The Boyd Barn, Bobcaygeon
November 18, 2022
Aerial of Boyd Barn Bobcaygeon 2021
Canadian Birthplace of the Polled Hereford & Home to Many Buffalo Adventures
Mossom Boyd was one of the rare Timber Barons whose wealth and success was real—he went from being an orphan who came over with the clothes he was wearing and the Bible, to a multi-millionaire in an era when “A Dollar a Day” was a workin’ man’s wage.
His son, Mossom M. (Mossie) Boyd grew up with the benefits of an education, plus his father’s fantastic wealth, and also conveniently owned Bobcaygeon. While his father had been one of the hardest-working and hardest-driving men ever to live in the Kawarthas, Mossie took the time for gentlemanly pursuits.

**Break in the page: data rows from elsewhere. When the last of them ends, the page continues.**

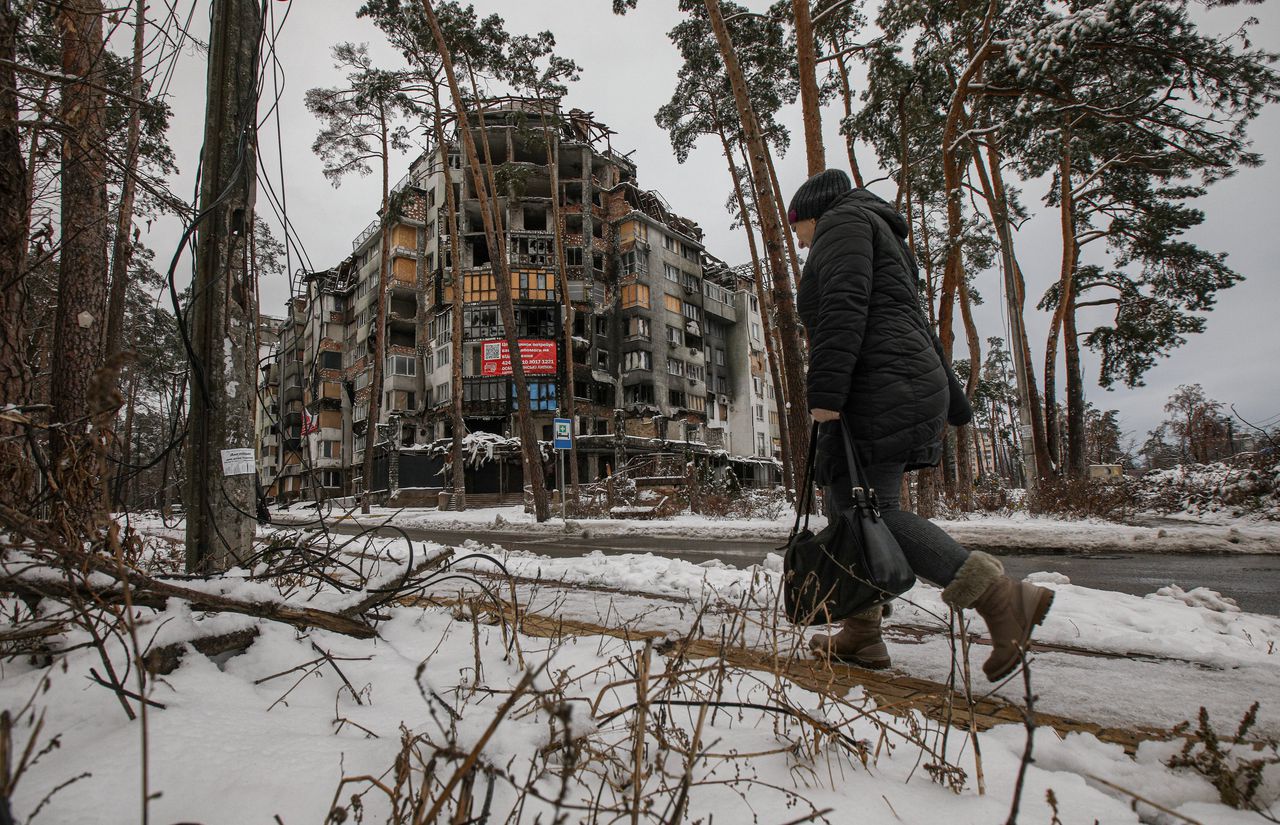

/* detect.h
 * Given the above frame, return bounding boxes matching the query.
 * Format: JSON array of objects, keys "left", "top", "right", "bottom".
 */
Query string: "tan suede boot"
[
  {"left": 809, "top": 608, "right": 890, "bottom": 670},
  {"left": 942, "top": 551, "right": 1053, "bottom": 682}
]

In the nineteenth century, improving agriculture was a social cause that almost universally esteemed. In that era, most people had some first hand experience of what it meant to go hungry, and most every family faced eternal, monotonous manual labour just trying to get by on the farm—clearing land with ox and axe, mowing hay by hand, processing almost all the food they would eat. Anyone who figured out a way to improve agricultural yields or make farm life less tedious was instantly a hero. Many gentlemen dabbled in improving agriculture. Mossie Boyd had the time and money to take it to another level. Today we take for granted the technological advances that were painstakingly achieved over generations.
Mossie figured that if he could cross a Buffalo with a domestic cow, to make an animal that would have the flesh of a cow but the size and shoulders of a buffalo, he could advance beef farming more in a few years than could be accomplished in generations of selective breeding. He acquired a buffalo bull named Napoleon Bonaparte from California and crossed it to Hereford and Angus cows.
The animals were pastured on Big (aka Boyd) Island in Pigeon Lake… but buffalo can swim quite well. Before long the herd was romping all over the county (they made it at least as far as Viamede Resort on Stoney Lake). The Barn has a cupola so Boyd’s workers could try to keep an eye on the animals and herd them back to island—including chasing them through the water with steamboats.
Though he produced crosses that could reproduce, he did not achieve a marketable animal in his lifetime, and moved on to producing the Polled Hereford. By breeding the horns off these cows, they would devote more of their energy to producing flesh, and would also be easier to handle. He successfully produced the polled Hereford by breeding a freak polled Herefords he bought in Iowa with Angus cows (a breed that already did not have horns). Polled Herefords soon became the most popular breed of cattle in Canada. Though some local farmers grumble that when he bred the horns off the cows, he also bred off their hind end.